Mayor Rickenbach said he appreciated the effort but he could not agree to her request.

“I’m sympathetic but have some resistance about putting additional signage up,” he said. “Maybe we can get you in touch with the business alliance and chamber of commerce to have some type of notification in stores.”

In a phone interview on Monday, Ms. Lyhocky said she was disappointed with the mayor’s response.

“I think he probably means well—he was concerned about other signs, but I think this merits signage,” she said. “Signs empower people to make a call.”

She said that she won’t give up on East Hampton Village.

Last month she approached East Hampton Town Board and was relatively successful. She said Town Board members are considering posting four signs across the town. While she said she is grateful for however many signs are put up, she’s hoping they’ll reconsider and put up more.

Ms. Frankel successfully lobbied Southampton Town to put up signs in public parking areas, many of them in Sag Harbor.

State Assemblyman Fred W. Thiele Jr., who lives in Sag Harbor, recently proposed a bill that would upgrade the penalties at the state level for confinement of an animal. State fines would replicate those Suffolk County already has in place—$250 for the first offense and $500 for subsequent offenses.

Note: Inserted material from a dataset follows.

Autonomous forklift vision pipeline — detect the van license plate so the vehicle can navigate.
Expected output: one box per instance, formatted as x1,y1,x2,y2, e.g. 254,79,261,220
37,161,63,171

Suffolk County law has, since 1986, prohibited the confinement of pets in an unattended car if the conditions endanger their welfare. New York State law also prohibits the confinement of companion animals, with slightly lower fines for the violation.

In July, a Bridgehampton family on a sweltering day left their 6-year-old mixed Lab in their car parked on the Bridgehampton-Sag Harbor Turnpike and discovered the dog had died when they returned.

“This is really an epidemic,” Ms. Lyhocky said. “Looking for cracked windows in a parking lot, you’d be shocked how many dogs you see in cars.”